Can I ask a question about Altima reliability? I am thinking about buying a used '96 Altima GXE with 96,000 miles on it. I had a look at it today and overall it looked fine. Gear shift (automatic) was smooth, tranny fluid color was bright red, braking was fine, and acceleration was good. Some rust on the body but manageable.

I am planning to drive this car about 3 or 4 more years if I buy it. What are the common problems does Altima show as it gets older? (Can it be reliable until reaching 140,000 miles?) What kinds of parts do I have to replace if I decide to buy this car? The seller said that battery was replaced several months ago and the Altima did not have any 100,000 miles maintenance schedule checkup yet.

I made an offer of $2300 but the seller insists on having definitely at least $2500 but I am not so sure this is a reasonable price... Mechanically the car looked nice but the interior was not clean at all. 

Thank you in advance.


----------



## LONDONDERRY (May 19, 2004)

I have the same year make and model.
Expect to replace the intake manifold gasket, which will fail. To test this spray carb cleaner around the intake manifold, if the idle quiets down there is a leak. Bad news is unless you can repair it yourself expect to pay $600.00 most in labor for $30-40 in gaskets

Expect to replace the distributor. Oil migrates pass the seal into the distributor and fouls up the sensing, so basically your car will shut down whe you least expect while drive. Cost is $500

EGR valves usually need to be replaced. as the miles rack on.


Defintaly check the intake leak before you make that purchase. It does not matter how well maintained the current owner is with the car. The gasket will leak over time. Do an advance search and you'll see what I mean.

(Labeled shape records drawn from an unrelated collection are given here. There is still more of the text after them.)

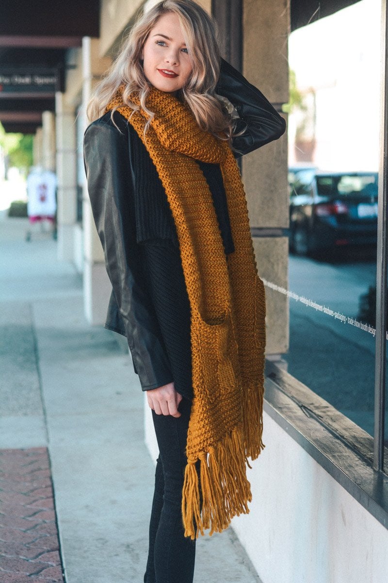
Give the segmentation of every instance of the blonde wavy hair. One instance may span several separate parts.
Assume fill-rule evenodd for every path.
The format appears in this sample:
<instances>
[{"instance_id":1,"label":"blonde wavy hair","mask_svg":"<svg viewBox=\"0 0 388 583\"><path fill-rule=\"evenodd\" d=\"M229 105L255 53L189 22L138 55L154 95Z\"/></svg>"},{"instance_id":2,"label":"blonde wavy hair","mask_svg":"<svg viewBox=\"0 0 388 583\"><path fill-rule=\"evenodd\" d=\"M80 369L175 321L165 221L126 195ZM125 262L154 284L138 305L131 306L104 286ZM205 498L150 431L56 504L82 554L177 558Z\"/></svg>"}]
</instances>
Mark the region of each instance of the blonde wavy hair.
<instances>
[{"instance_id":1,"label":"blonde wavy hair","mask_svg":"<svg viewBox=\"0 0 388 583\"><path fill-rule=\"evenodd\" d=\"M139 106L129 99L133 92L138 94L140 107L149 116L147 131L154 117L145 104L152 86L144 75L141 51L151 29L167 12L176 14L179 19L193 68L186 86L178 91L177 97L187 104L200 127L220 139L230 141L233 120L222 98L215 93L220 61L217 26L193 0L162 0L148 12L140 13L116 58L93 92L87 107L88 117L92 121L102 115L119 87L124 85L122 104L134 111L138 110Z\"/></svg>"}]
</instances>

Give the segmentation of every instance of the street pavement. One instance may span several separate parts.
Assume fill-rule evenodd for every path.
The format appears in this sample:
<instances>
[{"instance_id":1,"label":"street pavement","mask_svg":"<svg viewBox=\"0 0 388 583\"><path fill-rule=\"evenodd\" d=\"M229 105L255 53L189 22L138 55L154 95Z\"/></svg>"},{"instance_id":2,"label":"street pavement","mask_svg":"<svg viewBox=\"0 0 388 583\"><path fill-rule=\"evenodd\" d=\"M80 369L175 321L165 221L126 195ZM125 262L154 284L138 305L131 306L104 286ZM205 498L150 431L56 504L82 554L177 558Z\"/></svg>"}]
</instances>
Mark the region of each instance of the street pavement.
<instances>
[{"instance_id":1,"label":"street pavement","mask_svg":"<svg viewBox=\"0 0 388 583\"><path fill-rule=\"evenodd\" d=\"M27 227L0 212L0 581L142 583L144 395L119 337L86 321L81 276ZM230 528L197 557L195 583L259 581Z\"/></svg>"}]
</instances>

The good news is besides these issues, the car is very reliable I have 214K and it still is running strong.


Frank


----------



## logout (Apr 6, 2007)

What about transmission and power steering rack-and-pinion? The tranny fluid was bright red but I am wondering if people are experiencing transmission problems. For Taurus, the tranny is known to be weak and needs frequent fluid change and additional preventative repair like installing a transmission cooler.


----------



## LONDONDERRY (May 19, 2004)

Unless abused the transmission, they last forever, its very reliable and only heard of a couple of people that have issues with them, the same for the rack and pinion. Though do expect to replace the drive shafts once the boots split open, so check them before you buy the car. but this is just common wear and tear on the car.

Frank


----------



## Toolman5523 (May 23, 2007)

They also have front cover o-rings that are known to leak as well.


----------